Now why wasn’t that surprising? Cutting corners appeared to be Giovanni’s modus operandi. But his desperate bid for the spring meant that the Fioravanti vineyard was one of the unlucky ones with no independent water source. She rubbed the back of her neck. “Is that vineyard a lost cause?”
Tommaso’s usually serious expression brightened, the way Evan’s had when he’d driven in that ridiculously impractical Lamborghini. “Not at all. There was a time when Fioravanti wines were sought after and well respected, and they could be again. When he couldn’t force us to sell, Giovanni used your bank’s money instead to install an expensive drip irrigation system, and to introduce some other innovations that have made Fioravanti one of the most technologically advanced wineries in the area.”
Sarah groaned. “Oh no! Now that you’ve got him talking about wine, he won’t talk about anything else for the rest of the afternoon!”
Cleo grinned. “I don’t mind.” She leaned her chin in her hand and looked at Tommaso. “Tell me more.”
Tommaso didn’t need to be asked twice. “The Fioravanti estate is perfectly situated, with a range of mineral-rich soils and different elevations to add complexity to the wines, and our subzone in the southern part of thecomunebenefits from lots of sunshine and warmer temperatures, balanced with the cooling effects of the Orcia River.”
“If it has so much going for it, why is the vineyard struggling to stay profitable?”
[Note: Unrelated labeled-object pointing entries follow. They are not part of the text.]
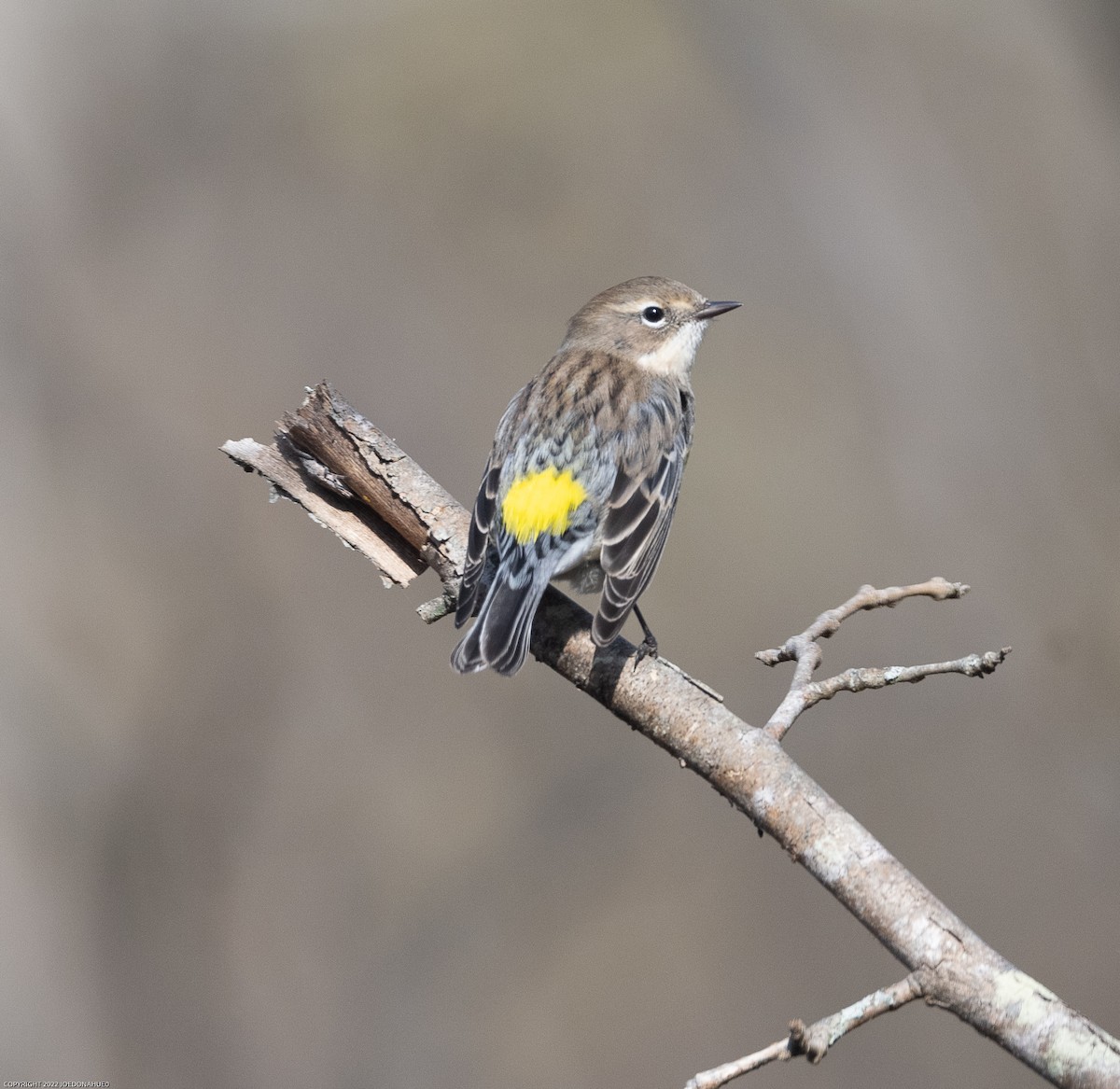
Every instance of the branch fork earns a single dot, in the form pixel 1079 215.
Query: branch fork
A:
pixel 353 479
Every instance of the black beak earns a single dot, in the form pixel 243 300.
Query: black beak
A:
pixel 714 309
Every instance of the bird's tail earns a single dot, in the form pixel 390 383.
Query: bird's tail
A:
pixel 499 635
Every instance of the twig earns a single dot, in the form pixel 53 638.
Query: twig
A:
pixel 813 1040
pixel 806 651
pixel 956 968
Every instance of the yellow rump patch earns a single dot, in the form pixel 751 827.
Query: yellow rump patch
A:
pixel 541 503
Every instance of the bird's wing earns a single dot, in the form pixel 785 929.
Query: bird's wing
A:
pixel 638 515
pixel 482 518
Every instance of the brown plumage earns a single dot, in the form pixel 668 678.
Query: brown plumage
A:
pixel 582 479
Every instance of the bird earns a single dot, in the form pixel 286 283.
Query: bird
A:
pixel 582 479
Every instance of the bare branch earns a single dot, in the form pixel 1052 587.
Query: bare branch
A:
pixel 953 966
pixel 813 1040
pixel 806 651
pixel 866 597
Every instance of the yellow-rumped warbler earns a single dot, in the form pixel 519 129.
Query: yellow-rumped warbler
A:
pixel 585 470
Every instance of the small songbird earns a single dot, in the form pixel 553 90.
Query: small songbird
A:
pixel 582 480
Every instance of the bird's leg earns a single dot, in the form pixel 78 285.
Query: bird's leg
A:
pixel 649 646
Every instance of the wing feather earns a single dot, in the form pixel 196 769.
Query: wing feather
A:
pixel 637 526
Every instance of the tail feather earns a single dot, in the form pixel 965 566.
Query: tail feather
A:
pixel 499 635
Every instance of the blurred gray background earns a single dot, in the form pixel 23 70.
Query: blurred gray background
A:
pixel 253 831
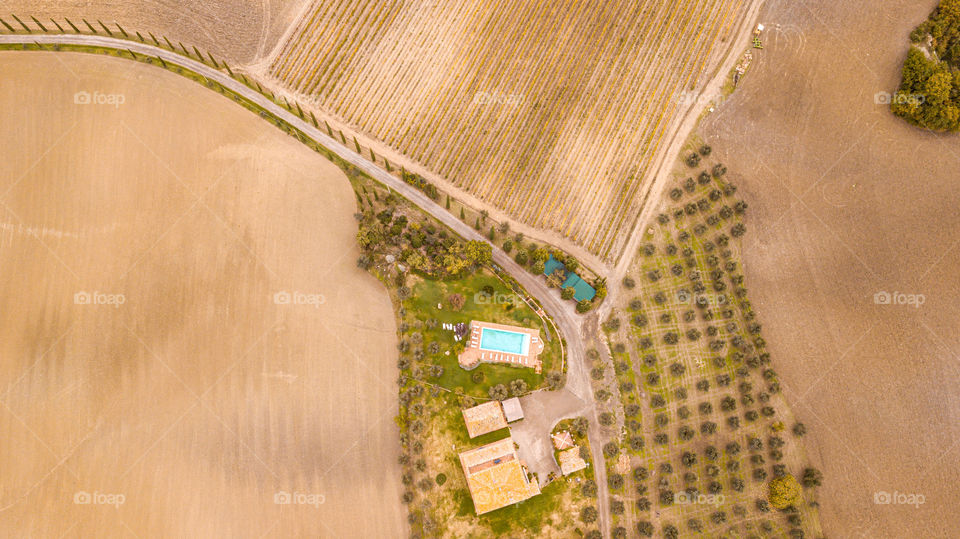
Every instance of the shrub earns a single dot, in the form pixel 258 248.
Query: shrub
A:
pixel 588 514
pixel 812 477
pixel 499 392
pixel 456 301
pixel 784 492
pixel 611 449
pixel 589 488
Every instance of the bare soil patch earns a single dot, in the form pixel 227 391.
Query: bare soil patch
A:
pixel 238 31
pixel 847 201
pixel 200 399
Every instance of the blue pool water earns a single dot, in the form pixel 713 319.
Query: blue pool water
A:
pixel 509 342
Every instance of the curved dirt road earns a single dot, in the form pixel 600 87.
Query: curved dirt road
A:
pixel 578 382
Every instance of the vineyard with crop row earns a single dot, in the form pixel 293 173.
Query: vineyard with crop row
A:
pixel 551 111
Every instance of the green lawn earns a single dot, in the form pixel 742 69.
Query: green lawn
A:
pixel 423 303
Tommaso glanced at Alberto, as if looking for moral support. “Their problem isn’t resources, it’s the quality of the wine itself. Wine blending is an art as well as a skill. The vintner needs to evaluate each barrel, and then decide how to mix them—and when—to get the perfect balance of structure, earthiness, fruit and spice. Sometimes a combination works, and sometimes it doesn’t. For Giovanni, it tends to be more of the latter.”
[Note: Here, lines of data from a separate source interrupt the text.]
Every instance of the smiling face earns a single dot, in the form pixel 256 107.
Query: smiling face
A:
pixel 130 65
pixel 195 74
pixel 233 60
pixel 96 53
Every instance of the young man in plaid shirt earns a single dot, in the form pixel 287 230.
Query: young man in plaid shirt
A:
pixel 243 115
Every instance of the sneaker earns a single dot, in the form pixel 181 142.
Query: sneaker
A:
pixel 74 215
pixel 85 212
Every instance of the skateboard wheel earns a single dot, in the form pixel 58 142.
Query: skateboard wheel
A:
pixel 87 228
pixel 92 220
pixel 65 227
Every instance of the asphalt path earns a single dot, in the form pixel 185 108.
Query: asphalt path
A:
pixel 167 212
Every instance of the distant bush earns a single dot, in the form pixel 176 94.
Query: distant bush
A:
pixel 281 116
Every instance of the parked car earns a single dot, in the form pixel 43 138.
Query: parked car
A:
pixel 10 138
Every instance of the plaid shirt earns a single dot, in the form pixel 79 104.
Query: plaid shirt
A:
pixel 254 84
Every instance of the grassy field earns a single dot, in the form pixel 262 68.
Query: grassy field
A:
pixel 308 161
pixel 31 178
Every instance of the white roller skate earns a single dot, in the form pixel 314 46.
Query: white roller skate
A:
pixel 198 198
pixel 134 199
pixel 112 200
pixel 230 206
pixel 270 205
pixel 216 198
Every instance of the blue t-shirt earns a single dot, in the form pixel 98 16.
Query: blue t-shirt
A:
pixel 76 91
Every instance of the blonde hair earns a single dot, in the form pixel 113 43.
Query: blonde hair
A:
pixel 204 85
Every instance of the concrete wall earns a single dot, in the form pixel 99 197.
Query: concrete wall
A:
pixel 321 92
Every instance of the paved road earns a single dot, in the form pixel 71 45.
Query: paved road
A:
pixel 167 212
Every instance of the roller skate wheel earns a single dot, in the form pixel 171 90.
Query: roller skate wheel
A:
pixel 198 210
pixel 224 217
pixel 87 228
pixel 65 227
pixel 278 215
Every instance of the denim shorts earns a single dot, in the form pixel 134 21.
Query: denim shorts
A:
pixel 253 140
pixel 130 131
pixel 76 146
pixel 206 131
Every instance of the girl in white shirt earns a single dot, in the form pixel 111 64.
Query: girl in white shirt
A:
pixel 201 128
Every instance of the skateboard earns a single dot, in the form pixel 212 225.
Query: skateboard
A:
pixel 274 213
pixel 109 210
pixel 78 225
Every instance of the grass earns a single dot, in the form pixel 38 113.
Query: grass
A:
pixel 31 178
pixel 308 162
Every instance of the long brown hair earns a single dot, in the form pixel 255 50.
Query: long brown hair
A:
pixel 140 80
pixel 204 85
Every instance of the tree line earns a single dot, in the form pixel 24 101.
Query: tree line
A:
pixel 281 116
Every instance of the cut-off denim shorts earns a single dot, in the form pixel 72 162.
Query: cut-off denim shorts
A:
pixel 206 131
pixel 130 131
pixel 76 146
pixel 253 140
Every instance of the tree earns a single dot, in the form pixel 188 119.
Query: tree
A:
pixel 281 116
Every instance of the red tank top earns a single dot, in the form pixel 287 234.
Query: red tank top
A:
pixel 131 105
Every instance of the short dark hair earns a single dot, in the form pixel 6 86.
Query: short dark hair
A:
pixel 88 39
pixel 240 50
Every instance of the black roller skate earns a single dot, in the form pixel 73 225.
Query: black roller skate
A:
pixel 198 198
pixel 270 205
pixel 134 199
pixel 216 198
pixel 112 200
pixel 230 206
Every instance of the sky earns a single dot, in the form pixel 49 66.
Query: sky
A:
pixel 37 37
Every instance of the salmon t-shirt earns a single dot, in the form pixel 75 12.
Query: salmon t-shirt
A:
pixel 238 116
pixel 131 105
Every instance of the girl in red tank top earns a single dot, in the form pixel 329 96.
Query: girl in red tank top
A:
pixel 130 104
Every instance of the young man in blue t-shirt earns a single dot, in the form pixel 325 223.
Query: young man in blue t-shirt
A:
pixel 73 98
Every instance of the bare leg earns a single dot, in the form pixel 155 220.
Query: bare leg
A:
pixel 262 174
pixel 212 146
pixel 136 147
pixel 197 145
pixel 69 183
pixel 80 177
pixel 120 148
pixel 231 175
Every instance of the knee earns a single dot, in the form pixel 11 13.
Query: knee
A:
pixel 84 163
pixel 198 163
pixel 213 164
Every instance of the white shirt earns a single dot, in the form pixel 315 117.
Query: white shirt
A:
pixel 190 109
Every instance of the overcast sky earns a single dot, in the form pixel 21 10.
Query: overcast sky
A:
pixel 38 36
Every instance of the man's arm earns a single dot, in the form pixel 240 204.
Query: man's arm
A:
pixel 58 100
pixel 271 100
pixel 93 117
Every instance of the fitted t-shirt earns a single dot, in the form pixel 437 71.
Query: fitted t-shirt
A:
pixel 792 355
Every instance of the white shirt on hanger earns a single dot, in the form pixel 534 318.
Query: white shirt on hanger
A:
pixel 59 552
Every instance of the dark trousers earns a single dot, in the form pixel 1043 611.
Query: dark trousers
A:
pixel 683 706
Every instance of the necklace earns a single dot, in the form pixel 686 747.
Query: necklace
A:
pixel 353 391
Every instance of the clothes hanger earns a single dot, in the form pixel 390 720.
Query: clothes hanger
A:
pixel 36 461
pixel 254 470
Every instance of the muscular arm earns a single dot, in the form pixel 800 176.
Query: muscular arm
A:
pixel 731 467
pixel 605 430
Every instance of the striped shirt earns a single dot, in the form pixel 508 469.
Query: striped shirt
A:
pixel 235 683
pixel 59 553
Over the course of that lazy Sunday afternoon, with the sunshine angling across the green hills, and the sound of children’s laughter and the hum of conversation as a backdrop, Cleo learned more about winemaking than she’d thought possible. Almost enough to feel ready to return to Giovanni’s desk on Monday morning.
* * *
Cleo hadn’t done anything as banal as typing up invoices since she was seventeen and working part-time in the office of the wine farm where her father worked. Her Aunty Rolene, the farm’s accountant, had taught Cleo to file, input data and do basic admin. Cleo had saved every penny from that after-school job, along with the money she’d received for birthdays and Christmases, since she’d been old enough to open her first bank account. But no matter how many hours she worked after school, it was never going to be enough to cover the cost of university tuition.